When this study finds that those with markers of sexual risk were less likely to experience unmet need, this can be read as a success of the system in prioritising clinical risk, but also as evidence that access is often granted through a logic of biopolitical selection, namely who is considered most in need, most urgent, and most compatible with the design of the service. The problem is that the right to health must not depend solely on whether a person fits into a risk category that is easily recognised by the system. The right to health under Article 12 of the International Covenant on Economic, Social and Cultural Rights (ICESCR) requires access to health services that are available, accessible, acceptable, and of good quality without discrimination.5,6 In addition, General Comment No. 22 affirms that sexual and reproductive health is part of the right to health, meaning that the state has an obligation to remove structural barriers, including geographical, economic, disability-related, stigma-related, and digital barriers.7,8
In this context, the fact that participants with long-term physical conditions that limit daily activities had a higher likelihood of experiencing unmet service needs shows that a system that appears open is not necessarily truly equitable. Digitalisation, such as online postal self-sampling, can indeed expand reach, but this study also shows that OPSS users had a higher likelihood of experiencing unmet need. This means that technology does not automatically resolve inequality when face-to-face services are still needed for vaccination, PrEP, acute symptoms, asymptomatic screening among people who do not fit conventional risk profiles, psychosocial support, or complex clinical needs. 1 Therefore, a human rights-based response must reject an approach that merely counts the number of available services while ignoring who fails to enter the system.

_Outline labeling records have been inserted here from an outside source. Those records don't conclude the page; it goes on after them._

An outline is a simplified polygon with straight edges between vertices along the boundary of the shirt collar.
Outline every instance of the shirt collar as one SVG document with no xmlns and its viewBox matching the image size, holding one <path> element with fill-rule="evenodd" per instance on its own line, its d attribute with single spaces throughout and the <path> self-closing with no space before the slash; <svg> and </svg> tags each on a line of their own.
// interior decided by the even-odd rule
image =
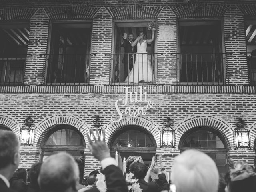
<svg viewBox="0 0 256 192">
<path fill-rule="evenodd" d="M 2 180 L 4 181 L 4 182 L 5 183 L 5 184 L 6 185 L 6 186 L 7 186 L 7 187 L 8 188 L 10 188 L 10 183 L 9 182 L 9 181 L 3 175 L 1 175 L 1 174 L 0 174 L 0 178 L 2 179 Z"/>
</svg>

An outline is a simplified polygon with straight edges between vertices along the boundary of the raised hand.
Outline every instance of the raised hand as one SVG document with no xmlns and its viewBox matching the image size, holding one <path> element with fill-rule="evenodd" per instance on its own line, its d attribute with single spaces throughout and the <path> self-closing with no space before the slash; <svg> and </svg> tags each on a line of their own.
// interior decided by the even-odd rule
<svg viewBox="0 0 256 192">
<path fill-rule="evenodd" d="M 143 162 L 143 160 L 142 159 L 142 158 L 139 155 L 138 156 L 138 157 L 139 157 L 139 158 L 138 159 L 138 160 L 139 161 L 139 163 L 144 163 L 144 162 Z"/>
<path fill-rule="evenodd" d="M 133 157 L 132 156 L 129 156 L 128 158 L 127 158 L 127 159 L 126 159 L 126 167 L 127 166 L 127 165 L 130 162 L 132 162 L 132 161 L 133 161 Z"/>
<path fill-rule="evenodd" d="M 116 150 L 117 151 L 118 153 L 119 153 L 120 152 L 120 149 L 121 149 L 121 145 L 120 145 L 119 144 L 117 143 L 115 148 L 116 149 Z"/>
<path fill-rule="evenodd" d="M 126 39 L 127 38 L 127 34 L 126 33 L 124 33 L 123 38 Z"/>
<path fill-rule="evenodd" d="M 158 174 L 161 173 L 161 170 L 160 168 L 157 166 L 156 162 L 154 162 L 154 163 L 151 164 L 151 165 L 150 165 L 150 167 L 151 168 L 152 170 L 151 171 L 154 172 L 156 174 Z"/>
<path fill-rule="evenodd" d="M 100 161 L 104 159 L 110 157 L 109 149 L 105 142 L 105 132 L 103 132 L 103 137 L 102 140 L 101 141 L 99 132 L 98 130 L 96 131 L 97 135 L 98 138 L 98 140 L 96 138 L 93 132 L 92 132 L 92 134 L 94 140 L 94 143 L 90 138 L 88 134 L 86 134 L 86 136 L 87 136 L 88 140 L 89 140 L 89 143 L 90 144 L 88 147 L 92 153 L 92 154 L 95 158 Z"/>
</svg>

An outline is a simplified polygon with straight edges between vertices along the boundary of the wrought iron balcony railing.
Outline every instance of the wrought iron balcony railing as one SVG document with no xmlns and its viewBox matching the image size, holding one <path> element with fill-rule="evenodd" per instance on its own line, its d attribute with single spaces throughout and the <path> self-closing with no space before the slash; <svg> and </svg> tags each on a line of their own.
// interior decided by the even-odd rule
<svg viewBox="0 0 256 192">
<path fill-rule="evenodd" d="M 157 55 L 160 53 L 106 53 L 110 63 L 110 84 L 158 84 Z"/>
<path fill-rule="evenodd" d="M 41 55 L 45 57 L 47 66 L 46 84 L 50 85 L 88 84 L 92 55 L 96 55 L 96 54 Z"/>
<path fill-rule="evenodd" d="M 225 53 L 177 53 L 177 84 L 219 85 L 225 83 Z"/>
<path fill-rule="evenodd" d="M 26 57 L 0 58 L 0 85 L 23 84 Z"/>
</svg>

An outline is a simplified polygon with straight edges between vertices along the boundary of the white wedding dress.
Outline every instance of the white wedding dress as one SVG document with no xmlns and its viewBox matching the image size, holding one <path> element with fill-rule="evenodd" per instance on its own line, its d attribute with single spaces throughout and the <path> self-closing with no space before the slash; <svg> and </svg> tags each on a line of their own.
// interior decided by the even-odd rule
<svg viewBox="0 0 256 192">
<path fill-rule="evenodd" d="M 152 66 L 148 58 L 146 40 L 144 40 L 141 44 L 140 42 L 137 44 L 136 53 L 133 68 L 124 82 L 129 83 L 154 82 Z"/>
</svg>

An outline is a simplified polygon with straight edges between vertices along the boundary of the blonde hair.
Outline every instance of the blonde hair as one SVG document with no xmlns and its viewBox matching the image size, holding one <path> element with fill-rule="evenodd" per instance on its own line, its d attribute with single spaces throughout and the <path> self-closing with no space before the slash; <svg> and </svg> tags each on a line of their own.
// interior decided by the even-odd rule
<svg viewBox="0 0 256 192">
<path fill-rule="evenodd" d="M 42 165 L 38 180 L 42 190 L 64 192 L 76 189 L 79 170 L 74 158 L 61 152 L 47 158 Z"/>
<path fill-rule="evenodd" d="M 189 150 L 174 158 L 171 180 L 178 192 L 216 192 L 219 174 L 210 157 Z"/>
</svg>

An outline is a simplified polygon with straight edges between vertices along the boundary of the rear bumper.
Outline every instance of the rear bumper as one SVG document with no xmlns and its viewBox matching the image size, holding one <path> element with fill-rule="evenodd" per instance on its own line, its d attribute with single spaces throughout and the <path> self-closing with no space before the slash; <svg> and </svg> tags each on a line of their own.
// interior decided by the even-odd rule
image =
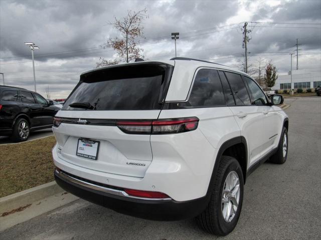
<svg viewBox="0 0 321 240">
<path fill-rule="evenodd" d="M 108 192 L 112 190 L 95 184 L 93 181 L 86 182 L 86 180 L 82 178 L 77 182 L 75 178 L 66 178 L 61 172 L 55 170 L 55 178 L 57 183 L 67 192 L 118 212 L 145 219 L 176 220 L 194 218 L 204 210 L 209 199 L 208 195 L 184 202 L 128 198 Z M 116 188 L 114 191 L 119 192 L 119 188 Z"/>
<path fill-rule="evenodd" d="M 10 136 L 12 134 L 11 128 L 0 128 L 0 136 Z"/>
</svg>

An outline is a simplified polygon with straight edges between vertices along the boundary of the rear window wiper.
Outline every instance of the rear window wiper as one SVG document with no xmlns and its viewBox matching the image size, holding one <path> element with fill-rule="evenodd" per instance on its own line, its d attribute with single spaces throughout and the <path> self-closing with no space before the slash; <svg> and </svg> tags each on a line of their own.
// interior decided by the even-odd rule
<svg viewBox="0 0 321 240">
<path fill-rule="evenodd" d="M 94 109 L 94 107 L 89 102 L 73 102 L 69 104 L 72 108 L 78 108 Z"/>
</svg>

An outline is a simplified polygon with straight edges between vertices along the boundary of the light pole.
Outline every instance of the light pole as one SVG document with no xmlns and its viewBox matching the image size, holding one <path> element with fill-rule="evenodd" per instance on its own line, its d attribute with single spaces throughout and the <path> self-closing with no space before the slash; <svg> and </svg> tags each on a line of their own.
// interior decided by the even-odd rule
<svg viewBox="0 0 321 240">
<path fill-rule="evenodd" d="M 5 85 L 5 74 L 2 72 L 0 72 L 0 74 L 2 74 L 2 80 L 4 80 L 4 85 Z"/>
<path fill-rule="evenodd" d="M 176 58 L 176 40 L 180 38 L 179 32 L 172 32 L 172 39 L 174 39 L 175 40 L 175 58 Z"/>
<path fill-rule="evenodd" d="M 32 67 L 34 69 L 34 82 L 35 82 L 35 92 L 37 92 L 37 88 L 36 88 L 36 74 L 35 73 L 35 60 L 34 59 L 34 50 L 35 49 L 39 49 L 38 46 L 35 45 L 33 42 L 25 42 L 25 44 L 28 46 L 29 46 L 31 50 L 31 53 L 32 54 Z"/>
<path fill-rule="evenodd" d="M 290 54 L 290 55 L 291 55 L 291 70 L 290 70 L 290 74 L 291 75 L 291 90 L 290 90 L 290 95 L 292 95 L 292 94 L 291 94 L 292 93 L 292 90 L 293 89 L 293 88 L 292 87 L 292 55 L 293 55 L 293 54 L 291 53 Z"/>
</svg>

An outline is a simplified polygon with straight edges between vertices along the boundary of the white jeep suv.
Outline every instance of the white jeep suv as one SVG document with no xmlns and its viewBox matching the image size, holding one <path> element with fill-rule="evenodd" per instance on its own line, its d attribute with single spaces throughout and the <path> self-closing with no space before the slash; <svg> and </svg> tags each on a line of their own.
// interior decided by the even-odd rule
<svg viewBox="0 0 321 240">
<path fill-rule="evenodd" d="M 56 180 L 119 212 L 197 217 L 226 235 L 246 178 L 269 158 L 286 160 L 282 102 L 244 72 L 191 58 L 86 72 L 55 118 Z"/>
</svg>

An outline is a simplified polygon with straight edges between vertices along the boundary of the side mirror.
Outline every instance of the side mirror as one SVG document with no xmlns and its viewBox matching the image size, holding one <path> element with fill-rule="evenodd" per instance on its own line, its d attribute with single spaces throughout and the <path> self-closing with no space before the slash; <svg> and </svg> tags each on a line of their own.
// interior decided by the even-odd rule
<svg viewBox="0 0 321 240">
<path fill-rule="evenodd" d="M 282 95 L 273 95 L 272 97 L 271 102 L 273 105 L 279 105 L 283 104 L 284 100 Z"/>
</svg>

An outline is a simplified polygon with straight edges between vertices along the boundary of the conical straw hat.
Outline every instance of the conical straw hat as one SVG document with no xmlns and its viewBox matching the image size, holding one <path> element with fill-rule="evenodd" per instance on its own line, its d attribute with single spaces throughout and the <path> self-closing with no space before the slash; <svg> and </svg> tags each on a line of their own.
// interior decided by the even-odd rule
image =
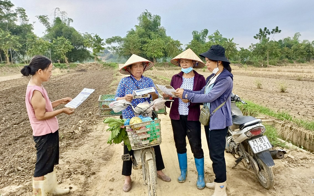
<svg viewBox="0 0 314 196">
<path fill-rule="evenodd" d="M 170 61 L 173 64 L 178 66 L 179 61 L 181 59 L 192 60 L 198 63 L 197 64 L 196 64 L 193 68 L 201 68 L 205 66 L 205 64 L 204 64 L 202 60 L 196 54 L 194 53 L 194 52 L 191 48 L 188 48 L 186 50 L 179 54 L 178 56 L 171 59 Z"/>
<path fill-rule="evenodd" d="M 130 72 L 127 70 L 127 67 L 130 65 L 141 62 L 145 62 L 148 63 L 145 67 L 145 69 L 144 70 L 144 71 L 148 70 L 154 66 L 154 64 L 153 62 L 133 54 L 123 65 L 119 66 L 119 69 L 120 70 L 120 73 L 122 74 L 130 75 Z"/>
</svg>

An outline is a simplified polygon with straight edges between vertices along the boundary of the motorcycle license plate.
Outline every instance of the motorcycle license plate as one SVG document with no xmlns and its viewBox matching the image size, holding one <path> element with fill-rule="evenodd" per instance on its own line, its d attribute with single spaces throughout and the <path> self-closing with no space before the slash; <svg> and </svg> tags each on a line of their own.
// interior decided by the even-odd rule
<svg viewBox="0 0 314 196">
<path fill-rule="evenodd" d="M 273 145 L 265 135 L 250 140 L 249 144 L 255 154 L 273 148 Z"/>
</svg>

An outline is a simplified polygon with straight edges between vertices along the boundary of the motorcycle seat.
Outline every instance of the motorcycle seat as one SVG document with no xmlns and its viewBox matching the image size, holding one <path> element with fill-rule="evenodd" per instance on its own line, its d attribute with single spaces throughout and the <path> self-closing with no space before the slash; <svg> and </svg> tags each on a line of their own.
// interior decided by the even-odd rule
<svg viewBox="0 0 314 196">
<path fill-rule="evenodd" d="M 240 115 L 233 115 L 232 116 L 232 124 L 236 126 L 238 128 L 241 127 L 241 128 L 243 129 L 244 127 L 243 126 L 244 124 L 246 123 L 251 121 L 255 121 L 254 124 L 259 123 L 259 121 L 257 121 L 257 119 L 256 119 L 253 116 L 241 116 Z"/>
</svg>

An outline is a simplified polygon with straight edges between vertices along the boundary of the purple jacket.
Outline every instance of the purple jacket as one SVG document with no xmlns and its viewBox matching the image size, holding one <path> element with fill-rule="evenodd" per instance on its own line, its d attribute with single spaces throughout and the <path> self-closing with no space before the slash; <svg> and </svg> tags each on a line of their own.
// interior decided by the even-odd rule
<svg viewBox="0 0 314 196">
<path fill-rule="evenodd" d="M 213 74 L 207 77 L 206 84 Z M 214 86 L 209 93 L 204 94 L 204 87 L 199 91 L 184 89 L 182 97 L 192 103 L 210 103 L 210 110 L 211 113 L 230 97 L 233 87 L 233 76 L 231 73 L 224 69 L 214 83 Z M 210 116 L 209 128 L 211 130 L 222 129 L 232 125 L 231 101 L 229 99 L 222 107 Z"/>
<path fill-rule="evenodd" d="M 193 85 L 193 90 L 197 91 L 200 91 L 205 86 L 205 78 L 203 75 L 201 75 L 193 70 L 195 75 L 194 76 L 194 84 Z M 180 88 L 183 81 L 183 72 L 181 71 L 177 74 L 172 76 L 170 82 L 170 86 L 173 87 L 175 89 Z M 169 116 L 170 119 L 173 120 L 179 120 L 180 119 L 180 115 L 179 113 L 179 99 L 180 98 L 173 98 L 174 101 L 171 105 L 170 112 Z M 170 107 L 170 102 L 167 102 L 165 104 L 167 107 Z M 200 109 L 199 103 L 190 103 L 188 106 L 189 114 L 187 115 L 187 120 L 192 121 L 197 121 L 199 120 L 199 115 Z"/>
</svg>

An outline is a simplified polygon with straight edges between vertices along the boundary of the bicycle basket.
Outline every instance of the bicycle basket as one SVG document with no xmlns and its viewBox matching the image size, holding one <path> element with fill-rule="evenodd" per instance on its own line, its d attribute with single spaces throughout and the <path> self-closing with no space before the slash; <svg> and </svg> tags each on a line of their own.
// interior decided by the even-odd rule
<svg viewBox="0 0 314 196">
<path fill-rule="evenodd" d="M 161 143 L 160 119 L 125 126 L 132 150 L 159 145 Z"/>
</svg>

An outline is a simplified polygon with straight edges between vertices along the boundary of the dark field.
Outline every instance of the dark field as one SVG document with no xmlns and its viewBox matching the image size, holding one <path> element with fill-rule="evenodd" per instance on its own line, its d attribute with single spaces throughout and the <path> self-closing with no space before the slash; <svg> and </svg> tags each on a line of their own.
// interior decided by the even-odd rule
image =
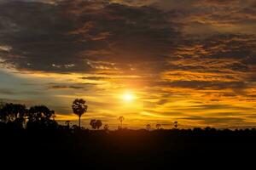
<svg viewBox="0 0 256 170">
<path fill-rule="evenodd" d="M 1 136 L 3 162 L 16 160 L 46 167 L 55 164 L 90 169 L 248 165 L 253 162 L 256 150 L 253 129 L 3 129 Z"/>
</svg>

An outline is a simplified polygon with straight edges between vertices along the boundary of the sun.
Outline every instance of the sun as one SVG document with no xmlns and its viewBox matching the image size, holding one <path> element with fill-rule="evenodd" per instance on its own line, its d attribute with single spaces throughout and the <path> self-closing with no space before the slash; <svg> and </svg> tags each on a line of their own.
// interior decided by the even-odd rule
<svg viewBox="0 0 256 170">
<path fill-rule="evenodd" d="M 134 95 L 131 93 L 125 93 L 123 94 L 123 99 L 125 102 L 131 102 L 134 99 Z"/>
</svg>

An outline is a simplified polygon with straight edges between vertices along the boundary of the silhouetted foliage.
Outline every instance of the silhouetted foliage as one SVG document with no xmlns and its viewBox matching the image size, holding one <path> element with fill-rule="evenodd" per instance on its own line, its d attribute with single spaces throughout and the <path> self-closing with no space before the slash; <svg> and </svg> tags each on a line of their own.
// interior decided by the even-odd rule
<svg viewBox="0 0 256 170">
<path fill-rule="evenodd" d="M 150 125 L 150 124 L 147 124 L 147 125 L 146 125 L 146 129 L 149 131 L 150 128 L 151 128 L 151 125 Z"/>
<path fill-rule="evenodd" d="M 84 113 L 87 112 L 88 106 L 85 105 L 86 101 L 82 99 L 76 99 L 72 105 L 72 109 L 74 114 L 79 116 L 79 124 L 81 128 L 81 116 Z"/>
<path fill-rule="evenodd" d="M 31 129 L 57 128 L 57 122 L 53 120 L 55 111 L 44 105 L 36 105 L 29 109 L 26 128 Z"/>
<path fill-rule="evenodd" d="M 0 109 L 0 121 L 15 128 L 22 128 L 27 110 L 24 105 L 5 104 Z"/>
<path fill-rule="evenodd" d="M 157 130 L 159 130 L 160 128 L 161 128 L 161 125 L 160 125 L 160 124 L 158 123 L 158 124 L 155 125 L 155 128 L 156 128 Z"/>
<path fill-rule="evenodd" d="M 125 117 L 123 116 L 119 116 L 119 120 L 121 122 L 121 128 L 123 128 L 123 121 L 125 120 Z"/>
<path fill-rule="evenodd" d="M 90 120 L 90 125 L 94 129 L 99 129 L 102 126 L 102 122 L 101 120 L 92 119 Z"/>
<path fill-rule="evenodd" d="M 104 130 L 108 131 L 109 126 L 108 124 L 104 125 Z"/>
<path fill-rule="evenodd" d="M 177 128 L 177 121 L 174 122 L 173 126 L 174 126 L 175 128 Z"/>
</svg>

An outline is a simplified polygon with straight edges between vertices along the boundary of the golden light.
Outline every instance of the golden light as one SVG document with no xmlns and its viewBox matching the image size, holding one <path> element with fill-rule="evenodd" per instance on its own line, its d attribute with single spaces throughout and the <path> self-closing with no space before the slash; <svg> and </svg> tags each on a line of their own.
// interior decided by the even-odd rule
<svg viewBox="0 0 256 170">
<path fill-rule="evenodd" d="M 131 102 L 134 99 L 134 95 L 131 93 L 126 93 L 123 95 L 123 99 L 125 102 Z"/>
</svg>

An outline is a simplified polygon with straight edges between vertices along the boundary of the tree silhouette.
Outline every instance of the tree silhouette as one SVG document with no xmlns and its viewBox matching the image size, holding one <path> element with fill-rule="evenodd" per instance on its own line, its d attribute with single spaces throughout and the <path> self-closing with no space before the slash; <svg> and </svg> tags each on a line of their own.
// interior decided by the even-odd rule
<svg viewBox="0 0 256 170">
<path fill-rule="evenodd" d="M 0 109 L 0 121 L 22 128 L 27 110 L 26 105 L 20 104 L 5 104 Z"/>
<path fill-rule="evenodd" d="M 159 130 L 160 128 L 161 128 L 161 125 L 158 123 L 158 124 L 155 125 L 155 128 L 156 128 L 157 130 Z"/>
<path fill-rule="evenodd" d="M 92 119 L 90 120 L 90 125 L 94 129 L 99 129 L 102 126 L 102 122 L 101 120 Z"/>
<path fill-rule="evenodd" d="M 86 101 L 82 99 L 76 99 L 72 105 L 73 111 L 79 116 L 79 125 L 81 128 L 81 116 L 87 111 L 88 106 L 85 105 Z"/>
<path fill-rule="evenodd" d="M 55 128 L 57 122 L 54 120 L 55 111 L 45 105 L 36 105 L 29 109 L 27 113 L 28 128 Z"/>
<path fill-rule="evenodd" d="M 104 125 L 104 130 L 108 131 L 109 126 L 108 124 Z"/>
<path fill-rule="evenodd" d="M 66 121 L 65 124 L 67 124 L 67 128 L 70 128 L 70 121 Z"/>
<path fill-rule="evenodd" d="M 151 125 L 150 125 L 150 124 L 147 124 L 147 125 L 146 125 L 146 129 L 149 131 L 150 128 L 151 128 Z"/>
<path fill-rule="evenodd" d="M 175 128 L 176 129 L 177 128 L 177 121 L 174 122 L 173 126 L 174 126 L 174 128 Z"/>
<path fill-rule="evenodd" d="M 121 128 L 123 128 L 123 121 L 125 120 L 125 117 L 123 116 L 120 116 L 119 117 L 119 122 L 121 122 Z"/>
</svg>

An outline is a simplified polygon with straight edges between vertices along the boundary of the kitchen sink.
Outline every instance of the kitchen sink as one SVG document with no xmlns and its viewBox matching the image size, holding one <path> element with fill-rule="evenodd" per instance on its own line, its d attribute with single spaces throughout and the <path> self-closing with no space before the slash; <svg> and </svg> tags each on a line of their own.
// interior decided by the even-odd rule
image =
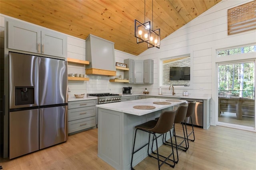
<svg viewBox="0 0 256 170">
<path fill-rule="evenodd" d="M 163 96 L 168 96 L 168 97 L 181 97 L 182 95 L 162 95 Z"/>
</svg>

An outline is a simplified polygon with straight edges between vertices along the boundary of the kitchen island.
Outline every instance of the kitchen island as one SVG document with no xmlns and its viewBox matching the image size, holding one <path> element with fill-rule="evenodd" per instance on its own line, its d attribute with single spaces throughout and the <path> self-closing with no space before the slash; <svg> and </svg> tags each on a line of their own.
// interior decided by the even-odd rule
<svg viewBox="0 0 256 170">
<path fill-rule="evenodd" d="M 98 156 L 116 169 L 130 170 L 135 133 L 134 127 L 153 120 L 160 116 L 163 111 L 172 110 L 173 106 L 186 102 L 173 101 L 175 102 L 170 101 L 170 104 L 169 105 L 155 104 L 153 102 L 166 102 L 166 99 L 148 98 L 97 105 Z M 134 106 L 138 105 L 153 106 L 155 109 L 133 108 Z M 140 131 L 137 133 L 135 149 L 146 143 L 148 140 L 148 134 Z M 158 146 L 162 144 L 160 138 Z M 134 154 L 134 166 L 148 156 L 147 150 L 147 147 L 144 147 Z"/>
</svg>

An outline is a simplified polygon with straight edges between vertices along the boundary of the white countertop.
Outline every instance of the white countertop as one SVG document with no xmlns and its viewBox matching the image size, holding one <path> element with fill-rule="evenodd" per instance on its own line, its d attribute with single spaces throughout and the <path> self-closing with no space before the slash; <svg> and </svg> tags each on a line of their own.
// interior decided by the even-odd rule
<svg viewBox="0 0 256 170">
<path fill-rule="evenodd" d="M 96 97 L 86 97 L 86 96 L 84 96 L 83 98 L 77 98 L 75 97 L 69 97 L 68 99 L 68 101 L 78 101 L 80 100 L 91 100 L 91 99 L 96 99 L 97 98 Z"/>
<path fill-rule="evenodd" d="M 118 112 L 130 114 L 137 116 L 142 116 L 150 113 L 154 112 L 185 102 L 184 100 L 180 102 L 168 102 L 170 105 L 157 105 L 153 102 L 158 101 L 166 101 L 166 99 L 148 98 L 131 101 L 122 101 L 120 102 L 111 103 L 110 103 L 97 105 L 96 107 L 106 109 L 112 110 Z M 137 105 L 149 105 L 156 107 L 154 109 L 143 110 L 134 109 L 132 107 Z"/>
<path fill-rule="evenodd" d="M 144 95 L 142 94 L 132 94 L 131 95 L 125 95 L 122 94 L 122 97 L 126 97 L 126 96 L 138 96 L 138 95 L 142 95 L 142 96 L 157 96 L 157 97 L 174 97 L 178 99 L 201 99 L 201 100 L 208 100 L 211 99 L 211 97 L 210 95 L 204 95 L 201 94 L 192 94 L 188 96 L 183 96 L 182 95 L 176 95 L 175 96 L 172 96 L 170 95 L 158 95 L 158 94 L 149 94 L 148 95 Z"/>
</svg>

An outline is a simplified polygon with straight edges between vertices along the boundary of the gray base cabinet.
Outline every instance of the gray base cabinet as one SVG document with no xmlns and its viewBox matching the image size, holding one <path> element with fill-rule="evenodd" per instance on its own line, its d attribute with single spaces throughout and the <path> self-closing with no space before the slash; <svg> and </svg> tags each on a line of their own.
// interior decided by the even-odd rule
<svg viewBox="0 0 256 170">
<path fill-rule="evenodd" d="M 66 58 L 65 35 L 10 19 L 7 22 L 8 48 Z"/>
<path fill-rule="evenodd" d="M 96 127 L 96 99 L 68 102 L 68 134 Z"/>
</svg>

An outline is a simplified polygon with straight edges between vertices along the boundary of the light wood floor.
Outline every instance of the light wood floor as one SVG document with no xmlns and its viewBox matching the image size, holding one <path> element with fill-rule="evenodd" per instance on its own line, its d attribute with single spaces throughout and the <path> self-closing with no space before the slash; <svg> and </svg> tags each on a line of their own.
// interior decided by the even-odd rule
<svg viewBox="0 0 256 170">
<path fill-rule="evenodd" d="M 176 125 L 181 130 L 181 125 Z M 196 140 L 186 152 L 179 150 L 176 170 L 256 170 L 256 133 L 220 126 L 208 130 L 195 128 Z M 170 147 L 162 146 L 160 152 Z M 98 158 L 97 129 L 68 136 L 63 143 L 11 160 L 1 158 L 4 170 L 112 170 Z M 147 157 L 137 170 L 156 170 L 157 160 Z M 161 170 L 172 168 L 164 165 Z"/>
</svg>

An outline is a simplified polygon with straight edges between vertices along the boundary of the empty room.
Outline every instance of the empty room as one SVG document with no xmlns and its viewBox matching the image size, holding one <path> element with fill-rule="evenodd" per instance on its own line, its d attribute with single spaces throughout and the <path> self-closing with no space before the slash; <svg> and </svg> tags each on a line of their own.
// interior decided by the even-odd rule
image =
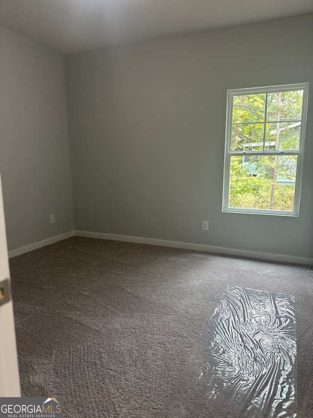
<svg viewBox="0 0 313 418">
<path fill-rule="evenodd" d="M 0 417 L 313 417 L 313 68 L 312 0 L 0 0 Z"/>
</svg>

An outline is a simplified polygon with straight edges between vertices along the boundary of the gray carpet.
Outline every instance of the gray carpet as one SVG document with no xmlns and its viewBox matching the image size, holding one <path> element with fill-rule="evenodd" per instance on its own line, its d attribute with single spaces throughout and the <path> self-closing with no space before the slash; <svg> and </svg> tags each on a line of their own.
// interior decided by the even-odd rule
<svg viewBox="0 0 313 418">
<path fill-rule="evenodd" d="M 66 418 L 166 417 L 227 285 L 295 296 L 297 418 L 313 417 L 305 266 L 80 237 L 10 264 L 22 395 L 62 396 Z M 199 400 L 187 418 L 224 418 Z"/>
</svg>

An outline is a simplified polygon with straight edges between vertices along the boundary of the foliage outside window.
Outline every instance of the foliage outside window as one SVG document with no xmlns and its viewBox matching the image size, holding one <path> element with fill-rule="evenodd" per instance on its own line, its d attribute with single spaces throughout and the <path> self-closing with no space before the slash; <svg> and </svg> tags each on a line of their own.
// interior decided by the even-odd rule
<svg viewBox="0 0 313 418">
<path fill-rule="evenodd" d="M 228 91 L 223 211 L 298 215 L 308 91 Z"/>
</svg>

Foucault’s 2 perspective helps reveal that sexual health services always produce knowledge about bodies, while a human rights perspective demands that this production of knowledge must not turn into a mechanism of exclusion. The state and service providers need to ensure that digitalisation does not become a new form of social discipline that shifts the burden of access onto individuals, especially those who are poor, disabled, living in areas with limited services, asymptomatic and uncertain about whether they are entitled to testing, or uncomfortable with online services. These findings strengthen the need for service evaluation based on justice, community participation, and the mapping of local needs, so that sexual health is not treated as a privilege for those who are able to understand the system, secure appointments quickly, or fit recognised risk categories, but as a fundamental right inherent to every human body.